Head chef Arthur Potts showed her basic knife skills for cutting vegetables. Then he moved on to not overcooking. Then came a rule that she had not heard before: never send out a dish you haven’t tasted first. As these behaviours started to make sense, her beliefs started to change as well, and as she converted to the cause Oliver started to make progress. Behaviours before beliefs.
One down, 60 more schools to go, as he took his change effort to Greenwich borough. He realized that to succeed he now needed to get 60 head dinner ladies onboard. And so he brought in one of their peers, Nora, from the pilot school. He also recruited the help of the military and their chefs to conduct a three-day boot camp to improve the cooking skills of his new team of dinner ladies, since the military must cook for the masses, nutritiously and on a limited budget.
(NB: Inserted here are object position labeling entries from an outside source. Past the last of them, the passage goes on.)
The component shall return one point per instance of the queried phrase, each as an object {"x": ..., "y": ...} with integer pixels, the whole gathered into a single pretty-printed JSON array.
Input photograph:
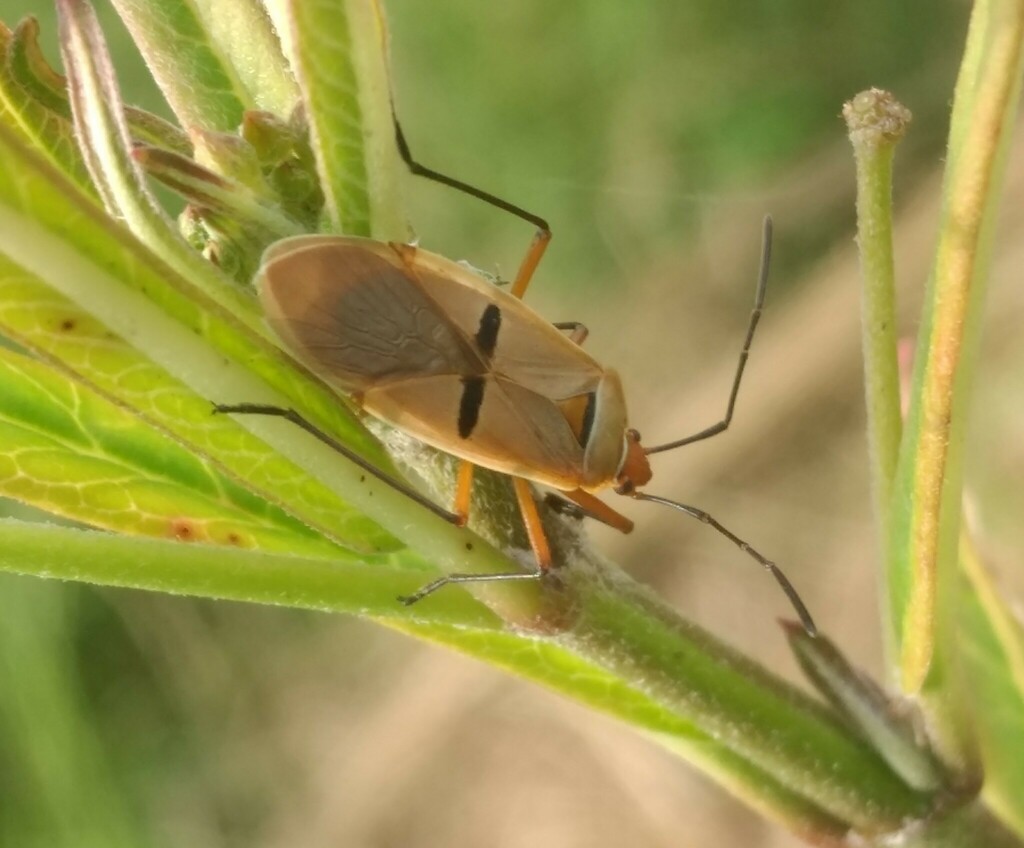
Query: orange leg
[
  {"x": 530, "y": 261},
  {"x": 596, "y": 508},
  {"x": 463, "y": 492},
  {"x": 530, "y": 516}
]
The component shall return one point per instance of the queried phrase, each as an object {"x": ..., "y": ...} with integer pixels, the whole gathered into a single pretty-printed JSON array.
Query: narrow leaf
[
  {"x": 894, "y": 729},
  {"x": 41, "y": 320}
]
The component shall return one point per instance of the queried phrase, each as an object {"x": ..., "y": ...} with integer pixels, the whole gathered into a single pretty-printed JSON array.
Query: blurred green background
[{"x": 654, "y": 137}]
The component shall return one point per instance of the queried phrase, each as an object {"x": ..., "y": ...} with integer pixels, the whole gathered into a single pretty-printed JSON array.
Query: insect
[{"x": 436, "y": 350}]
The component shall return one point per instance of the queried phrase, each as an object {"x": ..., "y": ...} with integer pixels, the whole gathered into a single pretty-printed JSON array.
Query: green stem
[{"x": 877, "y": 122}]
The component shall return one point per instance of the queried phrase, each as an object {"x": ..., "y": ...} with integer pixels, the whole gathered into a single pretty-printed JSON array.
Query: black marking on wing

Oliver was frustrated at what he saw from the dinner ladies as they over-boiled vegetables and massacred the butternut squash. And obviously three days didn’t transmute them into wonderful cooks. But he remained optimistic, boosting their spirits by reminding them Nora had resembled them initially and was now only six months further down the path. He beat back his feeling that they were terrible cooks – indeed, not cooks but mere re-heaters of the food delivered to the school. Instead, he worked at capacity building, as all leaders must do in change efforts, keeping his judgmentalism in check.
Fullan says it’s vital to understand exactly how change operates. Among the factors he highlights are:
· Relationships first: You must establish relationships first with the people you hope to lead into change rather than rushing right into doing. That’s what Oliver did with Nora. It’s especially vital if you are an outsider, as Greg Mortenson, co-founder of the Central Asia Institute, tells in an anecdote in his book, Three Cups of Tea, that Fullan repeats. Mortensen was eager to build schools in northern Pakistan and Afghanistan, but was warned by a village leader to slow down and instead just have some tea. The first time he shared tea with a person in Baltistan, it was explained, he was a stranger; the second time, an honoured guest; and the third time, he would become family. “And for our family, we are prepared to do anything, even die,” the village leader elaborated. “Dr. Greg, you must take time to share three cups of tea.”
· Honour the implementation dip: Leaders assume that when change is introduced an immediate burst of productivity will follow. Fat chance. Usually performance drops. The future benefits will seem far away, and as Fullan stresses, the leader won’t exactly be receiving any compliments. You must help your flustered colleagues through the dip, trying as quickly as possible to return to their former level of productivity before you can dream of more.
· Beware of fat plans: We tend to over-plan change, writing lengthy blueprints. But fat plans don’t work. Skinny is in. It’s best to start implementing, and fix what isn’t working than get hung up on developing elaborate plans. Your motto should be the initially counter-intuitive phrase: ready, fire, aim.
Those are just some of the ideas Fullan shares from his work and his colleagues’ efforts around the globe. It’s the skinny on change, from a man used to grappling with change in the public service, and may be of value to you. Since change is vital for government leaders, I’ll have a look at another recent book next month.